Creative Commons License Copyright © Michael Richmond. This work is licensed under a Creative Commons License.

Tips and tricks for photometry of supernovae

Michael Richmond
June 6, 2014



Supernovae can occur at any time, in any galaxy. Since amateur astronomers take lots and lots of pictures of nearby galaxies, every night, they are often the first to capture the light of one of these distant explosions -- even if they don't know it at the time. Once a supernova has been noticed and announced, we sometimes discover that the earliest images don't come from a professional observatory. Can we still use those images for science? YES!

Even after a supernova has been discovered, most astronomers take only a picture or two, then grow bored and go back to their regular projects.
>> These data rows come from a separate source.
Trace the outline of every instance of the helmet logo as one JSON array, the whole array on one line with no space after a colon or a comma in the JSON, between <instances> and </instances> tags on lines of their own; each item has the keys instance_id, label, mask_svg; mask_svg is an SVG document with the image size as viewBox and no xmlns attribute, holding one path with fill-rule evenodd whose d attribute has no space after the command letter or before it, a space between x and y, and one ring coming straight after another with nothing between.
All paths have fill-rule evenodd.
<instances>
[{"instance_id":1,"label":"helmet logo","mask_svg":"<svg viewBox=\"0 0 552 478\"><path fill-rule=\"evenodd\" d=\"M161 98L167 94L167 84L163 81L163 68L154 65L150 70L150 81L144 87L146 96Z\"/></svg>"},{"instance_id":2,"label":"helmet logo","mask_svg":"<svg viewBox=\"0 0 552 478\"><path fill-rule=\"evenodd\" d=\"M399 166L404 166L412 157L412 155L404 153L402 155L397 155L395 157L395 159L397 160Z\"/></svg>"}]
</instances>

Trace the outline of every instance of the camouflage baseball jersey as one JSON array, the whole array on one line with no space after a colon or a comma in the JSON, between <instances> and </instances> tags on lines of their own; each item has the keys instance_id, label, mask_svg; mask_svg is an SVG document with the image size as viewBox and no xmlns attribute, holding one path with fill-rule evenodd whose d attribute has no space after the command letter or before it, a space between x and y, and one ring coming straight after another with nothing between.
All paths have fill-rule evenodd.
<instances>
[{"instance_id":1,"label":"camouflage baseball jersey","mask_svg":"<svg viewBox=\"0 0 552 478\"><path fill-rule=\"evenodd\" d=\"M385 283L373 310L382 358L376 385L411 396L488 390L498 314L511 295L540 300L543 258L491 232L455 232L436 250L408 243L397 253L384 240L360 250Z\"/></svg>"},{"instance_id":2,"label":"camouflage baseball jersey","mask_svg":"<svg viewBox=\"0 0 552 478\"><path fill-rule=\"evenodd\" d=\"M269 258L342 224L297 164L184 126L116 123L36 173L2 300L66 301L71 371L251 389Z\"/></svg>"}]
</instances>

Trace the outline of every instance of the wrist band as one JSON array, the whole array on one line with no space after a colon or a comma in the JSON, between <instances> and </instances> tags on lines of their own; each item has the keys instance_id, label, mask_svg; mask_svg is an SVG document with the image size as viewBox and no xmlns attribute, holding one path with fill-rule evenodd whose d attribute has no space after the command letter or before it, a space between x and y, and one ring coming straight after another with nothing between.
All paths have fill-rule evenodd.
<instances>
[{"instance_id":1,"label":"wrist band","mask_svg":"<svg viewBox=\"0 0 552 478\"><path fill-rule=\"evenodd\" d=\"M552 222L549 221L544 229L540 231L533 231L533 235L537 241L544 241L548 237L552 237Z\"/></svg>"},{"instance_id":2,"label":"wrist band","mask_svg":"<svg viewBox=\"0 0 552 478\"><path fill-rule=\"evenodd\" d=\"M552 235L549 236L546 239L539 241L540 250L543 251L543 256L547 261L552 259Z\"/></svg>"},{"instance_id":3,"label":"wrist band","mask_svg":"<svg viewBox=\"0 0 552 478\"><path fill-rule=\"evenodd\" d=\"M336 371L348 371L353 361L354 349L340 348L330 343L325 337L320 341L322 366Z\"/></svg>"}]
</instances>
Occasionally, the only people who can afford to go out, night after night, to record the evolution of a supernova's light curve are the dedicated amateurs. Is it possible to rely on amateur images in an "official" published paper? YES!

But supernovae are sly creatures. You must be wary of their unusual natures, and ready to deal with them properly.

Making color corrections

In an ideal world, astronomers everywhere would use exactly the same equipment:

And, in this ideal world, astronomers would even make their measurements in exactly the same environment:

Alas, we live in an imperfect world. Astronomers do NOT use the same equipment, nor do they all peer through the same atmosphere. As a result, when we measure starlight, we are all using systems with slightly different overall spectral sensitivity. It should be no surprise that these difference can lead to systematic differences in photometry between observers.
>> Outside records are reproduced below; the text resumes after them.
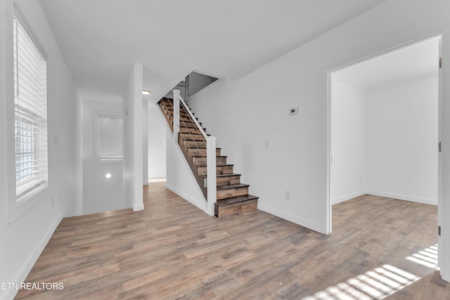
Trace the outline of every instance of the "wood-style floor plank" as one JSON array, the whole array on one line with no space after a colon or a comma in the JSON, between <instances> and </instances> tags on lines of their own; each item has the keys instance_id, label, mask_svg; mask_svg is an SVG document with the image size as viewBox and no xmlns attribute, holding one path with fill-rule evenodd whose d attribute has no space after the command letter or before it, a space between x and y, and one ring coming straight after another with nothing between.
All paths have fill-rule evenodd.
<instances>
[{"instance_id":1,"label":"wood-style floor plank","mask_svg":"<svg viewBox=\"0 0 450 300\"><path fill-rule=\"evenodd\" d=\"M333 206L324 235L261 211L210 217L163 182L145 187L144 198L144 211L63 219L26 282L64 289L16 299L450 296L433 267L433 206L361 196Z\"/></svg>"}]
</instances>

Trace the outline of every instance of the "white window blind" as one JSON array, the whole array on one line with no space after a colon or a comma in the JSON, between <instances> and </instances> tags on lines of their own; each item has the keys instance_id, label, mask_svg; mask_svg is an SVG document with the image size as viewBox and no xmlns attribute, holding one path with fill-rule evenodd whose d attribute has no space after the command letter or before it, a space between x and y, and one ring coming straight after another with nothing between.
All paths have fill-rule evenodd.
<instances>
[{"instance_id":1,"label":"white window blind","mask_svg":"<svg viewBox=\"0 0 450 300\"><path fill-rule=\"evenodd\" d=\"M123 158L123 119L119 115L97 114L98 158L100 161Z\"/></svg>"},{"instance_id":2,"label":"white window blind","mask_svg":"<svg viewBox=\"0 0 450 300\"><path fill-rule=\"evenodd\" d=\"M16 197L48 185L46 62L14 17Z\"/></svg>"}]
</instances>

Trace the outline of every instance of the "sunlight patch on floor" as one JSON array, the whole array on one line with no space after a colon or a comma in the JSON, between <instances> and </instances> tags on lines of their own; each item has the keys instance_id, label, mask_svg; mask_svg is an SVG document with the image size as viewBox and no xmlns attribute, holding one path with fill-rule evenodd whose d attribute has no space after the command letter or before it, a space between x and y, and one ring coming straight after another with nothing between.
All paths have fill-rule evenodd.
<instances>
[{"instance_id":1,"label":"sunlight patch on floor","mask_svg":"<svg viewBox=\"0 0 450 300\"><path fill-rule=\"evenodd\" d=\"M437 245L419 251L406 259L425 267L437 268ZM383 265L330 287L303 300L382 299L420 279L420 277L389 264Z\"/></svg>"}]
</instances>

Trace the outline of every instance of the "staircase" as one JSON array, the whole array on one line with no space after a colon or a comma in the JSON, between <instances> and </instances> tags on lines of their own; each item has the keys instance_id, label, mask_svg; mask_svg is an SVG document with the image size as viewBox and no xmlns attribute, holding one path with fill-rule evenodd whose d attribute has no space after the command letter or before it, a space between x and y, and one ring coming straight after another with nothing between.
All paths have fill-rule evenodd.
<instances>
[{"instance_id":1,"label":"staircase","mask_svg":"<svg viewBox=\"0 0 450 300\"><path fill-rule=\"evenodd\" d=\"M158 105L170 126L174 131L174 101L163 98ZM191 166L197 182L207 199L205 180L207 176L206 141L195 122L186 111L188 107L180 105L179 133L178 143ZM202 126L201 123L200 125ZM206 129L203 128L206 131ZM217 202L214 215L217 217L238 214L257 209L258 197L248 194L249 185L240 183L240 174L233 171L233 165L227 162L226 156L216 148Z\"/></svg>"}]
</instances>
Let's focus on just one element of this effect, which often dominate the results: filters. Two astronomers with slightly different filters will discover that their measurements suffer from an error which depends on the color of the target star.


Well, let's pick a specific filter and a pair of representative stars. The figure below shows the transmission curve of a Bessell V-band filter, which is designed to yield values close to the Johnson-Cousins magnitude system. It also shows the spectra of two main-sequence stars: a hot, blue B star, and a cool, red K star.

If one observes the blue star through this filter, then the result will be the convolution of the filter's transmission curve with the stellar spectrum; or, in graphical terms, something like the area under the two curves:

If one observes the red star through this filter, one will measure this amount of light:

I happen to have chosen two stars with identical V-band magnitudes for this illustration. In other words, when observed through the proper V-band filter, the extra light from the blue star at short wavelengths exactly balances the extra light from the red star at long wavelengths.

      (mag of B star)  -  (mag of K star)   =   0.0

But what if my filter is NOT exactly the same as the standard V-band filter? Suppose that my filter's transmission curve is shifted slightly to the red, by 100 Angstroms.

As you can see, this shifted filter will transmit extra light at long wavelengths, favoring the cooler star.

As a result, my measurements through this filter will indicate that the red star is brighter than the blue star. In particular, for this case of a simple shift of 100 Angstroms, I find that

   (shifted mag of B star)  -  (shifted mag of K star)   =   0.076

The size of this systematic error depends on the shape of the non-standard bandpass, and on the spectrum of the star. Stars with extreme temperatures -- the hottest and the coldest -- will experience the largest differences as a result of imperfect filters. For example, the differences between measurements of a single star with

look like this:

    spectral type         (shifted - perfect) magnitude
       B0 V                    0.0557
       A0 V                    0.0359
       F0 V                    0.0133
       G0 V                   -0.0036
       K0 V                   -0.0204
       M0 V                   -0.0768

Now, the problem is even worse for supernovae, because supernovae have crazy strong emission and absorption lines compared to stars. See for yourself:

If the shift in a filter happens to cause one of these very strong lines to fall into (or out of) the bandpass, then the measured magnitude of the object can change by a very large amount.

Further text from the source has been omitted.